Slow Recovery for Flood-hit Thai Manufacturing Plants

While many Japanese companies have said publicly they remain committed to Thailand, in private there is frustration with the government's handling of the crisis.









Piles of rubbish, rusting furniture and discarded machinery litter one of Thailand's top high-tech parks, a former symbol of economic prowess laid to waste by weeks of flooding.

Many of the companies located in the country's industrial heartland say it will be several months at least before their operations return to normal. Investor confidence in the kingdom is likely to take even longer to recover.

At least one major manufacturer, Sanyo Semiconductor, is pulling the plug on its operations in hard-hit Ayutthaya province north of Bangkok altogether, while others are considering moving to safer areas.

"We've realized, obviously with hindsight, that we're in the wrong place -- we're in a flood zone," said Richard Han, chief executive of semiconductor maker Hana Microelectronics, whose plant was badly affected.

Even if large dykes were built around the industrial parks, production would have to be suspended if the area is flooded again because access to the site would become too difficult, he said.

"My customers understand that," Han added. "They are moving their business elsewhere."

Severe Blow to Global Supply Chain

The disaster caused billions of dollars of damage and dealt a severe blow to the global supply chain.

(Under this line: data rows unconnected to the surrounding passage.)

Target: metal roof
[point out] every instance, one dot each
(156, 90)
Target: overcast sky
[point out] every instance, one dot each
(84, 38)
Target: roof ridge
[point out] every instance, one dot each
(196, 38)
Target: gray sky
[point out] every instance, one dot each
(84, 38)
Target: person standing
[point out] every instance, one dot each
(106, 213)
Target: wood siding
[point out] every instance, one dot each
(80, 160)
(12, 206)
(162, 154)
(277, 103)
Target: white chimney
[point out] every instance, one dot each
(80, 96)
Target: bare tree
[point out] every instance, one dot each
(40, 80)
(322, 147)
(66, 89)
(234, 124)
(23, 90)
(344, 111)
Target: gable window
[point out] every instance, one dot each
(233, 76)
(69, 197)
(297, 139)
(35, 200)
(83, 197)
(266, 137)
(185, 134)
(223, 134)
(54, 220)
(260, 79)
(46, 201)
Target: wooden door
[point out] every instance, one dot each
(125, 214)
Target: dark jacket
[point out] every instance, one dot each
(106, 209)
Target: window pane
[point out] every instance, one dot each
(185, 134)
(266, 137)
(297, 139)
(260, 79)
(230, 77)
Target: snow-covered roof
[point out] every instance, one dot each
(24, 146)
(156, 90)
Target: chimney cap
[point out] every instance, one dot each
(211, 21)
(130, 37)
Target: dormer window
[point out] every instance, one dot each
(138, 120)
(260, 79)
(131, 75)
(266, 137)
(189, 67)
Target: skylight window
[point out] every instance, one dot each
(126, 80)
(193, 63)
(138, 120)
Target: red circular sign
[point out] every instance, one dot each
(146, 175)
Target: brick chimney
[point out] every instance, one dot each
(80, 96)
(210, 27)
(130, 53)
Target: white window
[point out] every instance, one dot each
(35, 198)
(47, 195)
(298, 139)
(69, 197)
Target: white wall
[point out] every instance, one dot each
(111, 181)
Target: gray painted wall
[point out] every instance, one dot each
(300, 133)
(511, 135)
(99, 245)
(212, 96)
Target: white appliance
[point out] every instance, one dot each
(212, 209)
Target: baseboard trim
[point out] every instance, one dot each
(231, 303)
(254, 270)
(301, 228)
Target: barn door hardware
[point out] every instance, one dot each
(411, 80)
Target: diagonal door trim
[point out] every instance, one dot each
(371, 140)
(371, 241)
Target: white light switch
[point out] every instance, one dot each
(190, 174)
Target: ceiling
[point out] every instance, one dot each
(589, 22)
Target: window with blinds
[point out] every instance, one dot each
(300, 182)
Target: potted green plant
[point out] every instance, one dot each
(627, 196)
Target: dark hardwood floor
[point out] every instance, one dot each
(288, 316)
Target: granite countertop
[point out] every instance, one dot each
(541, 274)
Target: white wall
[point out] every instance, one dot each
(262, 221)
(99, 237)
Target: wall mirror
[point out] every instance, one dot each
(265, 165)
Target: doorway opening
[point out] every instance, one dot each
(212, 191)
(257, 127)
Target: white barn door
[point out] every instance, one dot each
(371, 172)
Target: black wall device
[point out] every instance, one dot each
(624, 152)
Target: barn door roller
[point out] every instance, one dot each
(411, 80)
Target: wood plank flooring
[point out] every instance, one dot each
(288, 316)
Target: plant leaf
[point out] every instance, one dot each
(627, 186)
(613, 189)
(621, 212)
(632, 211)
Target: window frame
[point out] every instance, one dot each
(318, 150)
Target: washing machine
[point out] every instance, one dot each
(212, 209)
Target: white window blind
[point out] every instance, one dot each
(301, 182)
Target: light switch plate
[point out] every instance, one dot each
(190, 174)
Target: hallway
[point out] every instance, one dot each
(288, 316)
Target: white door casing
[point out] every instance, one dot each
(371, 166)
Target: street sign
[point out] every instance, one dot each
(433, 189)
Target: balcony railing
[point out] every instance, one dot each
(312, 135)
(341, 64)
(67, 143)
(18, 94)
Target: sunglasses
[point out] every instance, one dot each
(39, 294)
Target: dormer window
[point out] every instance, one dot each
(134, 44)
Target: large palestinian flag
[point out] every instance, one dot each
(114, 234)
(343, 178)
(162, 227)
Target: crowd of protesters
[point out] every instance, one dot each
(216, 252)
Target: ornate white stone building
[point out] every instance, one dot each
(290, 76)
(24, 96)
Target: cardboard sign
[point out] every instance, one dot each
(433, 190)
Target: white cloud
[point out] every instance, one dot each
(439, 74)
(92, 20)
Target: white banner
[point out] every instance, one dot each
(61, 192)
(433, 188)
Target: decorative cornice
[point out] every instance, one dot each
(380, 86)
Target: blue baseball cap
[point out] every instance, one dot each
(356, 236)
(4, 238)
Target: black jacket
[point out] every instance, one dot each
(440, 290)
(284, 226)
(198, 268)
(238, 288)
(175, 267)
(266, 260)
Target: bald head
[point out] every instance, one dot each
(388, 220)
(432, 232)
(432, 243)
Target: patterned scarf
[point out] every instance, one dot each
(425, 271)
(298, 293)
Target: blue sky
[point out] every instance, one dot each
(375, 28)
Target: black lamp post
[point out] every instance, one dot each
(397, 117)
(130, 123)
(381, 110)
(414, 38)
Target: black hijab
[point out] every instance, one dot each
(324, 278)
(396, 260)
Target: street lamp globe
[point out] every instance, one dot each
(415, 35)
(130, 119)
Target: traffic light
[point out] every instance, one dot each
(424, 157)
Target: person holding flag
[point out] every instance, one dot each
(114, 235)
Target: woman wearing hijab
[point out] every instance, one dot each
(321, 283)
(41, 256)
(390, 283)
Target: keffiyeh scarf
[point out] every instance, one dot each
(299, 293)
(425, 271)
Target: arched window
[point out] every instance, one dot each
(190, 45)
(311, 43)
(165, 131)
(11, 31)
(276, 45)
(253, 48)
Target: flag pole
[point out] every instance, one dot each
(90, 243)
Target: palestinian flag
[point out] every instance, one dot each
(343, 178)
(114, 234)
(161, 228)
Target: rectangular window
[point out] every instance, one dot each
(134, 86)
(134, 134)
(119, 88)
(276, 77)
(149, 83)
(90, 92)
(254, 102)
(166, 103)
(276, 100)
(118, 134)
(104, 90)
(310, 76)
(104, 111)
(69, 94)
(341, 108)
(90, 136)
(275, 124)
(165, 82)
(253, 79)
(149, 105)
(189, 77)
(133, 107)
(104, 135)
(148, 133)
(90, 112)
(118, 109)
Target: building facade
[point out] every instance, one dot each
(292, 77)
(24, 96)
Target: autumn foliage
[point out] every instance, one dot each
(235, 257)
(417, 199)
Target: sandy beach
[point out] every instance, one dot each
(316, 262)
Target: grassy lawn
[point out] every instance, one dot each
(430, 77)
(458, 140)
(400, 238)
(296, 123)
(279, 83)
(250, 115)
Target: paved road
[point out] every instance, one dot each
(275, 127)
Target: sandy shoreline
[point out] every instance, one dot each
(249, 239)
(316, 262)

There are also questions about whether insurers will continue to cover companies located in the flood-prone region.

Japanese high-tech giant Toshiba still has no idea when operations will resume at eight of its affected factories as new machines and parts are needed and electricity and telephone links have not yet been fully restored.

"We already destroyed more than 100,000 damaged goods in our warehouse," a spokeswoman said.

Clean-up Operations Continue

At the Rojana Industrial Park, the more than two-meter-deep water that overwhelmed flood defenses in October and poured into a host of factories has receded, and a clean-up operation by a small army of workers is under way.

On a recent day at Japanese auto giant Honda's plant, employees in rubber boots and face masks were hosing down floors and walls stained brown by the water, while muddy vehicles were parked outside, an AFP reporter saw.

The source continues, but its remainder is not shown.